Continuo personalmente a pensare che, per l’immagine del piccolo Schumi in quanto pilota in fase di crescita, eventi come questo non siano il massimo come tempistica. Per tantissimi è ancora sempre e solo “il figlio di” e, fino a quando non convincerà delle sue doti in pista, l’alone di pregiudizio lo accompagnerà. Forse sarà così sempre, perché il palmares che arriva dall’alto è quasi impossibile da replicare. Per quanto il cognome sia pesante e riconducibile ho trovato anche l’approdo in FDA piuttosto prematuro, detto sinceramente. Per carità, prima o poi sarebbe successo: forse, però, sarebbe stato meglio tergiversare ancora un attimo. Sarà spirito di protezione, non so, oppure semplicemente non ne capisco nulla. 
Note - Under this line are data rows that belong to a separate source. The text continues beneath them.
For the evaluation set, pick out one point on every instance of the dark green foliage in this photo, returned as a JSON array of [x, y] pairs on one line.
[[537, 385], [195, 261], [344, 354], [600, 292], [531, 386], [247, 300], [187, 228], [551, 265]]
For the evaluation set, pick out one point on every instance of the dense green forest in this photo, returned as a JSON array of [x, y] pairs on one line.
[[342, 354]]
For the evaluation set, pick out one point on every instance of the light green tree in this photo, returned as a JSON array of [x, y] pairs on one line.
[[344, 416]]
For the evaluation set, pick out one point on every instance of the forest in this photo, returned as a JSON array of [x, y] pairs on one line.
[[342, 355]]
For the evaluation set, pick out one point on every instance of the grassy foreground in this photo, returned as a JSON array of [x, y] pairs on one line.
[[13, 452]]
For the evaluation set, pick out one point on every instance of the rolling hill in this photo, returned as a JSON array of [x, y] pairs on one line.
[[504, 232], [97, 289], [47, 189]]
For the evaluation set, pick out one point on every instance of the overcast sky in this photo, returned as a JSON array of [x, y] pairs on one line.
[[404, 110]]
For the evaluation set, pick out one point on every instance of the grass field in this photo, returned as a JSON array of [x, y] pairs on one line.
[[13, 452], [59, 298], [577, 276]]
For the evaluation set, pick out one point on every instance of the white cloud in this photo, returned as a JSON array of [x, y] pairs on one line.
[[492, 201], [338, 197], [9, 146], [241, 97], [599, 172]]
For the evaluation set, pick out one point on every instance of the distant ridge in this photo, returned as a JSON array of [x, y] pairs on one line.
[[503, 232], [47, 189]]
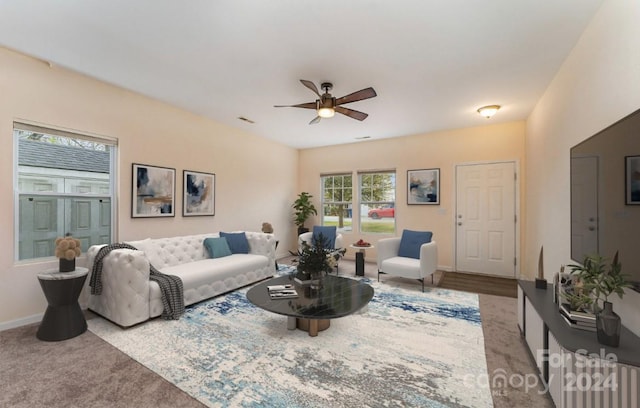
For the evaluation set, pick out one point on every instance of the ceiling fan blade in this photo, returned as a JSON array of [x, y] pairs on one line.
[[311, 86], [351, 113], [308, 105], [357, 96]]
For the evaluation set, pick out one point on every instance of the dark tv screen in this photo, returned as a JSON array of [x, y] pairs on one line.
[[605, 195]]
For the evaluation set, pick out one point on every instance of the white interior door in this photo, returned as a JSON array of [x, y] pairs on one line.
[[584, 206], [486, 218]]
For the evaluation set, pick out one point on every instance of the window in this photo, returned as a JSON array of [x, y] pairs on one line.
[[377, 202], [337, 201], [64, 185]]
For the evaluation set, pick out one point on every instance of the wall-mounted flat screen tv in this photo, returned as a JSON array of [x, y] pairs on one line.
[[605, 195]]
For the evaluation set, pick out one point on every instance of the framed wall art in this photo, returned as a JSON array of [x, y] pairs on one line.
[[153, 192], [423, 186], [632, 180], [198, 197]]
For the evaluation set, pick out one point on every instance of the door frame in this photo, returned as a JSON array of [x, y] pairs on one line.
[[519, 217]]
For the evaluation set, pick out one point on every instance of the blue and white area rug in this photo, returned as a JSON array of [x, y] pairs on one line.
[[405, 349]]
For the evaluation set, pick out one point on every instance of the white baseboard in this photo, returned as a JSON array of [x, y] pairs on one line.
[[12, 324]]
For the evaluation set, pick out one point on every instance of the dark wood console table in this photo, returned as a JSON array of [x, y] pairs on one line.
[[579, 371]]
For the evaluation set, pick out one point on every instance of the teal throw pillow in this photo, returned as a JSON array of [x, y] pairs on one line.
[[217, 247], [411, 242], [328, 233], [237, 241]]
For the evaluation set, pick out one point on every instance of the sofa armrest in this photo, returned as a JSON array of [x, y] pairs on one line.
[[428, 258], [125, 287], [387, 248], [263, 244]]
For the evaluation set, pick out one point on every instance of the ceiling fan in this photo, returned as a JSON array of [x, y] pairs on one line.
[[327, 105]]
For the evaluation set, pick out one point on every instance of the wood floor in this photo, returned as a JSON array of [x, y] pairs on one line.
[[470, 282]]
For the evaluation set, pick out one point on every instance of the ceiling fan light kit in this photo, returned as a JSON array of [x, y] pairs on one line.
[[488, 111], [326, 106], [326, 112]]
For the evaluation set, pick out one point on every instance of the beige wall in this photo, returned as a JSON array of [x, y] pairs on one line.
[[597, 85], [444, 150], [248, 169]]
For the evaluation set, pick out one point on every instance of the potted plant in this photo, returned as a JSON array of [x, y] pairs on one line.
[[304, 208], [602, 280], [317, 259]]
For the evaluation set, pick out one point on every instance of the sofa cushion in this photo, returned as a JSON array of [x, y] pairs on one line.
[[217, 247], [328, 233], [238, 243], [411, 241]]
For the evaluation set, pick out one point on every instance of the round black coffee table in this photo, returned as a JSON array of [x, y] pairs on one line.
[[313, 309]]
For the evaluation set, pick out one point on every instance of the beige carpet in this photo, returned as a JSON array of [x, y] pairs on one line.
[[88, 372]]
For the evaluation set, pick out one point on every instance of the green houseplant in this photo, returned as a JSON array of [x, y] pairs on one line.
[[601, 279], [303, 209]]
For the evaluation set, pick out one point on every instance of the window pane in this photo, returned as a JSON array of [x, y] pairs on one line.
[[64, 187], [377, 202], [337, 201]]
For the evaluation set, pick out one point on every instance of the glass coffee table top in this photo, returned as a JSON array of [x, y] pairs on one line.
[[337, 297]]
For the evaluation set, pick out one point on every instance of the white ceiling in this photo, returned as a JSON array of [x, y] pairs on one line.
[[432, 62]]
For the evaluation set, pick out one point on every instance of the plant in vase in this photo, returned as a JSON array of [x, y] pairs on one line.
[[317, 259], [601, 280], [304, 208], [67, 249]]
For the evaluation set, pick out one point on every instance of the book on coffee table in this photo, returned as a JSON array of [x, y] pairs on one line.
[[282, 292]]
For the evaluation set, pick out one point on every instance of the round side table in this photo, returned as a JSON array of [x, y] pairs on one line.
[[63, 318], [360, 258]]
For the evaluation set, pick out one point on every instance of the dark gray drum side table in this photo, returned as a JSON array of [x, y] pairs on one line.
[[63, 318]]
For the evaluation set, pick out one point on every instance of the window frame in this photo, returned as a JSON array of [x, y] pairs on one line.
[[112, 143], [378, 203], [324, 202]]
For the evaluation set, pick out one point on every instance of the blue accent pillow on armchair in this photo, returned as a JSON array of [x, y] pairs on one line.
[[328, 233], [237, 241], [411, 242]]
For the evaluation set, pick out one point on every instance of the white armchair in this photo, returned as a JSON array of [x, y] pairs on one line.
[[390, 263]]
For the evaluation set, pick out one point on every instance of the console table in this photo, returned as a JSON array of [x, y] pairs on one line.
[[63, 318], [579, 371]]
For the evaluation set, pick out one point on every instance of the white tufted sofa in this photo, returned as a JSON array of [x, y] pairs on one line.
[[129, 297]]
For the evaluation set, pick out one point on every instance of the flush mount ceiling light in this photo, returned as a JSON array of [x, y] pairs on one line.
[[488, 111]]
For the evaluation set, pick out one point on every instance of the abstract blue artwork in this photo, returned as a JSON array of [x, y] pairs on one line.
[[199, 193], [153, 192]]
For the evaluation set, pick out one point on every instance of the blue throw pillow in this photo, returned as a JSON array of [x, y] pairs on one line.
[[237, 241], [217, 247], [328, 233], [411, 241]]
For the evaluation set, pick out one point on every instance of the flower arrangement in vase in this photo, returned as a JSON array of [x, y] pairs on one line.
[[67, 249], [600, 280], [317, 259]]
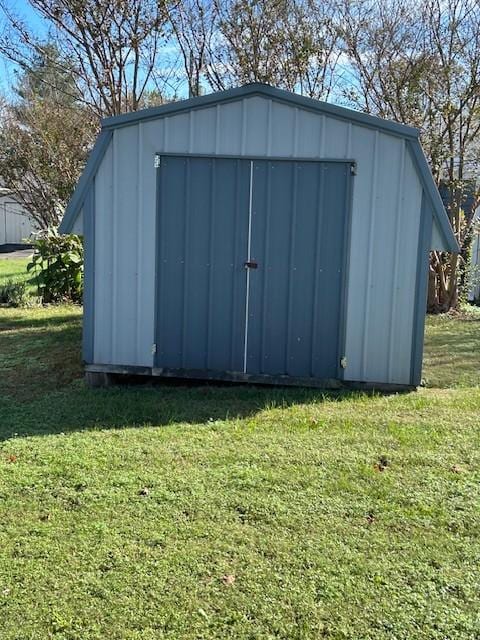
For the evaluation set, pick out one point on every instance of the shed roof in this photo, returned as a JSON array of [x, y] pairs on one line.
[[250, 90]]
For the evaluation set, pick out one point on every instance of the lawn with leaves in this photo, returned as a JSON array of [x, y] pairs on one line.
[[190, 512]]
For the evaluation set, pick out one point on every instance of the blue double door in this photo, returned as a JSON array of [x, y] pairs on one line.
[[250, 266]]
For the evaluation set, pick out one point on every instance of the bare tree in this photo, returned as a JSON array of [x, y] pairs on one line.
[[286, 43], [114, 46], [45, 135]]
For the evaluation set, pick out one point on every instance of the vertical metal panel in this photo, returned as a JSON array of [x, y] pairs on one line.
[[202, 221], [283, 130], [297, 239], [89, 272], [104, 241], [230, 128], [125, 239], [336, 133], [204, 129], [257, 126], [424, 237], [78, 224]]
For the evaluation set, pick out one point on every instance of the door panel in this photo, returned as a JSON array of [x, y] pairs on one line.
[[298, 229], [202, 234]]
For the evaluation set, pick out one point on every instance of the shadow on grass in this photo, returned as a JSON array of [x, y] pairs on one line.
[[42, 389], [77, 407]]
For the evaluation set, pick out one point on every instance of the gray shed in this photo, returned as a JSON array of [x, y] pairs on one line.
[[257, 235]]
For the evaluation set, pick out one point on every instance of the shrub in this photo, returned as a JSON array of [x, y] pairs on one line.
[[14, 293], [57, 267]]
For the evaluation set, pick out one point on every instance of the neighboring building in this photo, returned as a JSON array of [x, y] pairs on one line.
[[257, 235], [15, 223]]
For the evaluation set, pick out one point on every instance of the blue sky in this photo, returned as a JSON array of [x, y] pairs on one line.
[[23, 9]]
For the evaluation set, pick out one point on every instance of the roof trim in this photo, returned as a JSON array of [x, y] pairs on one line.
[[265, 90], [436, 202], [93, 162]]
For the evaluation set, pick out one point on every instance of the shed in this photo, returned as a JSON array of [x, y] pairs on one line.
[[15, 223], [257, 235]]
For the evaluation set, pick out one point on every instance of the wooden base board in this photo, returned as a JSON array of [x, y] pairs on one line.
[[102, 375]]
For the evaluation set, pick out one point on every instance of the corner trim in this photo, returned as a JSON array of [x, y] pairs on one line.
[[431, 191], [89, 274], [79, 195], [420, 300]]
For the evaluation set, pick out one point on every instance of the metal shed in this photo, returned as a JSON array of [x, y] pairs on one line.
[[257, 235]]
Detto questo, rivedere e soprattutto risentire una F2004 girare – la 234, quella delle prime cinque vittorie – in questo caso ad Hockenheim, dalle mani del figlio di chi mi ha dato tantissimo è troppo anche per me. Cerco da mesi, dalla pubblicazione del magazine su Michael, di contenermi nella ripetitività di una storia che ho raccontato troppe volte. A tratti sono stato anche noioso, probabilmente. D’altro canto non posso dimenticare – sarebbe impossibile farlo – l’importanza che quel periodo ha rappresentato per la mia crescita; un qualcosa di fondamentale, profondo, che va al di là del senso sportivo e delle gesta. Ecco, questo è un argomento che non ho mai voluto appronfondire e non ho intenzione di farlo, almeno non ancora. Forse lo terrò per me.
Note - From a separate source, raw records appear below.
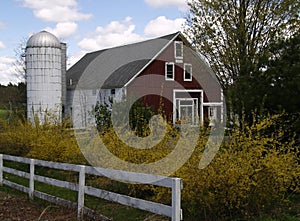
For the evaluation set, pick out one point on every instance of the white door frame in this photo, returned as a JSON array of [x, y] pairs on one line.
[[200, 99]]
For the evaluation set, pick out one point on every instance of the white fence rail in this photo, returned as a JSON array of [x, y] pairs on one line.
[[174, 211]]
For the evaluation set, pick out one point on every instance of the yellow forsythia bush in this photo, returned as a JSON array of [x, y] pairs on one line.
[[51, 141], [251, 174]]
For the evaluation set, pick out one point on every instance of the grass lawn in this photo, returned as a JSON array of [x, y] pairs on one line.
[[111, 210]]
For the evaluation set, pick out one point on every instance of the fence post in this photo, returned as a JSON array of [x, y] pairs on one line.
[[31, 179], [176, 199], [81, 193], [1, 169]]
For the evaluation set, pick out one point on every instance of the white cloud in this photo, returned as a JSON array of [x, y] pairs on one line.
[[2, 25], [8, 71], [2, 45], [57, 11], [63, 30], [162, 26], [74, 58], [114, 34], [181, 4]]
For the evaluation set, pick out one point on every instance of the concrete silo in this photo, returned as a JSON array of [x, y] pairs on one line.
[[45, 66]]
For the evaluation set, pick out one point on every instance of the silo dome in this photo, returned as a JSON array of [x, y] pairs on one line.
[[43, 39]]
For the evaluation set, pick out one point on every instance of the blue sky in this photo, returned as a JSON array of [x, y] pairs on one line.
[[85, 25]]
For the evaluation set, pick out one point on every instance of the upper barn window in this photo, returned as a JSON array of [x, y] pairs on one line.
[[178, 49], [169, 71]]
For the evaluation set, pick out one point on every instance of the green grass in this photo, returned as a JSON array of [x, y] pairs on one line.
[[3, 114], [112, 210]]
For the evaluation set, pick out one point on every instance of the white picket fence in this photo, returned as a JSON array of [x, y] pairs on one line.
[[174, 211]]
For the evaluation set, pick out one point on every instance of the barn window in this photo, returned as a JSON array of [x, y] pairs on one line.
[[178, 49], [169, 71], [187, 72], [113, 91]]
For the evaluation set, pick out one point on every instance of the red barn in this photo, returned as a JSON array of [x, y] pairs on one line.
[[164, 72]]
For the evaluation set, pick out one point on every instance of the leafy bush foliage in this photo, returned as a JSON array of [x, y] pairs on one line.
[[251, 174], [51, 141], [256, 171]]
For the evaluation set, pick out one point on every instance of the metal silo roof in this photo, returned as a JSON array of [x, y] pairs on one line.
[[43, 39]]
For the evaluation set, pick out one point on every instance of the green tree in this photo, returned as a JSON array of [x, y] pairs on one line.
[[232, 35]]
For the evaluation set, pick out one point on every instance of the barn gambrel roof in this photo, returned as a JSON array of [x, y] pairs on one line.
[[118, 66]]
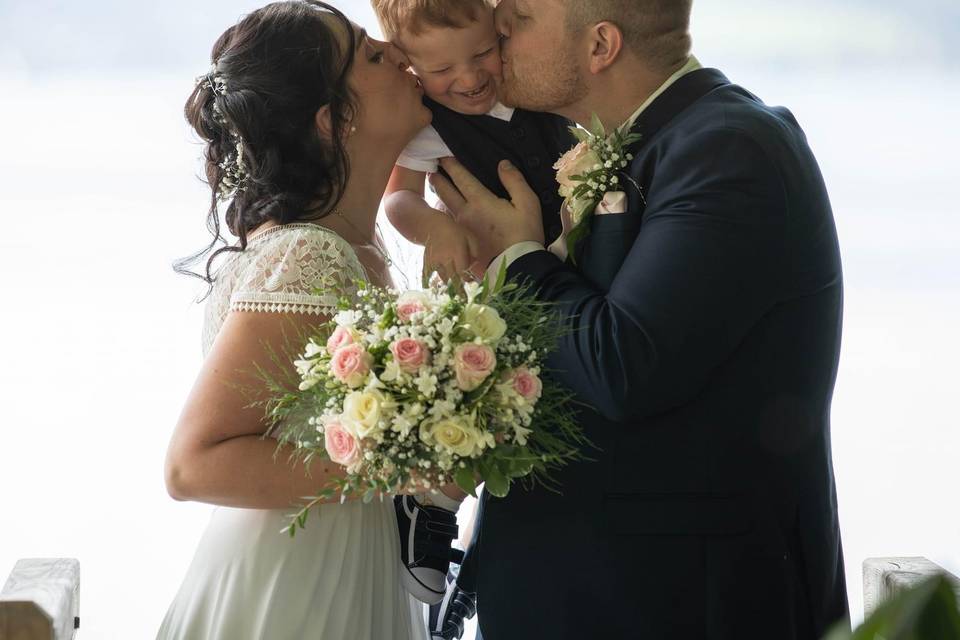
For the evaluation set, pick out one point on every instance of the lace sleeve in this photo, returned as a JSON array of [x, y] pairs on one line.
[[300, 270]]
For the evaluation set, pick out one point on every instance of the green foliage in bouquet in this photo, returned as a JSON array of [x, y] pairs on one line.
[[431, 426], [927, 611]]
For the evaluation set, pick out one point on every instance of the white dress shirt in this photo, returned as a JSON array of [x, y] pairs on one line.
[[514, 252]]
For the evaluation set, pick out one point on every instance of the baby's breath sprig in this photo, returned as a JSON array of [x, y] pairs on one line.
[[590, 170]]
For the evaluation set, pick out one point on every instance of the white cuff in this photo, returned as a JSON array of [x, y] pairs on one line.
[[512, 254]]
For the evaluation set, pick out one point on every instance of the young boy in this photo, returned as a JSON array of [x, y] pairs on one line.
[[453, 47]]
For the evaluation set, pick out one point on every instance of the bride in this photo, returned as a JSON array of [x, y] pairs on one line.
[[303, 115]]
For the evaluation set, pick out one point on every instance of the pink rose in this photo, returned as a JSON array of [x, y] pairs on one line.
[[341, 446], [409, 354], [410, 303], [576, 162], [527, 384], [341, 337], [351, 364], [473, 363]]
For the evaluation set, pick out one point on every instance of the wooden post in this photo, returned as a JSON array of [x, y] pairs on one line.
[[884, 578], [41, 600]]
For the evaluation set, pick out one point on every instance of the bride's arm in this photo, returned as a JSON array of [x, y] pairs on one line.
[[217, 453]]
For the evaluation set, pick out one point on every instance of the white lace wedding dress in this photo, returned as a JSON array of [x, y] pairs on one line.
[[339, 578]]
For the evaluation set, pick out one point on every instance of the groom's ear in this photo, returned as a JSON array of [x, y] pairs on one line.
[[606, 45]]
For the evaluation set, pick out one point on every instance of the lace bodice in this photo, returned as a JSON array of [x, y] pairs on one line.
[[281, 271]]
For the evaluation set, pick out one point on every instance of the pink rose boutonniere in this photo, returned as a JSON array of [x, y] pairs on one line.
[[590, 177]]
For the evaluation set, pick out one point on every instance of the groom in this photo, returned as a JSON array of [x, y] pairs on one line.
[[708, 355]]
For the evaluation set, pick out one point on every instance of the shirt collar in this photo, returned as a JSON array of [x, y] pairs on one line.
[[692, 65], [501, 112]]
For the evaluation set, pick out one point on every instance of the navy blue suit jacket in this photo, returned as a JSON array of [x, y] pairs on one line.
[[708, 352]]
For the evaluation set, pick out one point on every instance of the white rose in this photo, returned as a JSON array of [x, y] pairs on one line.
[[453, 434], [484, 322], [361, 412]]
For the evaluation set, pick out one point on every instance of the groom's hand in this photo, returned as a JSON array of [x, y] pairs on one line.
[[498, 224]]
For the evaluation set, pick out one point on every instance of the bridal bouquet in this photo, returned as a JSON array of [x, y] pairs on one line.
[[430, 387]]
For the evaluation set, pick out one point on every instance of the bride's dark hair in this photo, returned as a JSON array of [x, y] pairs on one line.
[[271, 73]]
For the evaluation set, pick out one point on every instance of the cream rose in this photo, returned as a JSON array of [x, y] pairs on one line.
[[576, 162], [351, 364], [340, 444], [484, 322], [453, 434], [473, 363], [409, 354], [361, 412]]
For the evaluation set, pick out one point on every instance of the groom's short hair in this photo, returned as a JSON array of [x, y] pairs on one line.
[[658, 31], [415, 16]]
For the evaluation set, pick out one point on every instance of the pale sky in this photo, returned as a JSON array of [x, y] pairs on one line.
[[114, 36]]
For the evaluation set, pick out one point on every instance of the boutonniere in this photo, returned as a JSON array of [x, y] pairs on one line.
[[591, 172]]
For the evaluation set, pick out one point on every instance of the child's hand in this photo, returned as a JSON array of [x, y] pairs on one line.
[[450, 249]]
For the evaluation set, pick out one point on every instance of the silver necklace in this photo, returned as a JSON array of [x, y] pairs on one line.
[[375, 244]]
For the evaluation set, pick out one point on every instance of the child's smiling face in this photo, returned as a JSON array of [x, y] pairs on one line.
[[459, 68]]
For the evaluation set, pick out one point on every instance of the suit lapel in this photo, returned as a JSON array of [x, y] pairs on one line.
[[680, 95]]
E, per quanto sia ormai cresciuto e concentrato nel separare quello che è stato da quello che è, Mick, la Ferrari e la F2004 sono riusciti per un attimo a riportarmi indietro, in questo caso, di quindici anni. Mi viene quasi da dire che non sia solo una questione di immagini ma, forse, soprattutto di suono. Di foto di quel periodo ne ho viste e ne vedo talmente tante da poterle ormai riconoscere tutte. Ma il sound è un’altra cosa, è il segno distintivo di quel periodo: più che gli occhi sono le orecchie a spedirmi indietro di tre lustri, più lo ascolti e più alzi il volume per farti avvolgere, stordire. Qui non è questione di Schumacher o Ferrari, ma di qualsiasi motore dell’epoca che cantava a squarciagola su questa o quella pista.

In questo caso tutto si unisce a ricomporre un mosaico, accolto piacevolmente dalle tribune di Hockenheim. Lei, purtroppo, non è più quella di una volta, ma la macchina del tempo per tornare al 2001 purtroppo non ce l’abbiamo.

https://twitter.com/IMTonyKenny/status/1155496965691625472

E poi sì, arrivano le immagini. Il sound del V10, che si fa sentire sin dall’altra parte della pista, si mescola con il rosso e quel casco, che una curva è Mick e quella dopo è Michael, e poi ancora giallo e rosso, presente e passato, figlio e padre tra la Mercedes Arena, la Sachs ed il rettilineo del traguardo. Il tutto in una qualità video che mi sarebbe piaciuta avere ai tempi invece che su un tubo catodico e che mi ricorda quanto, tutto questo, sia solo una magnifica illusione. Un tuffo in una piscina ghiacciata, il gettare lo sguardo in una stanza piena di ricordi, che tieni sempre chiusa a doppia mandata per far finta che non esista, perché sai che se entri poi è un problema uscirne.

Un paio d’anni fa era stato il turno della B194, questo weekend della Ferrari più forte di sempre. Ora fermatevi un po’, per favore. Perché rivivere per un attimo tutto questo è bello, sì. Ma, sotto sotto, fa un male cane.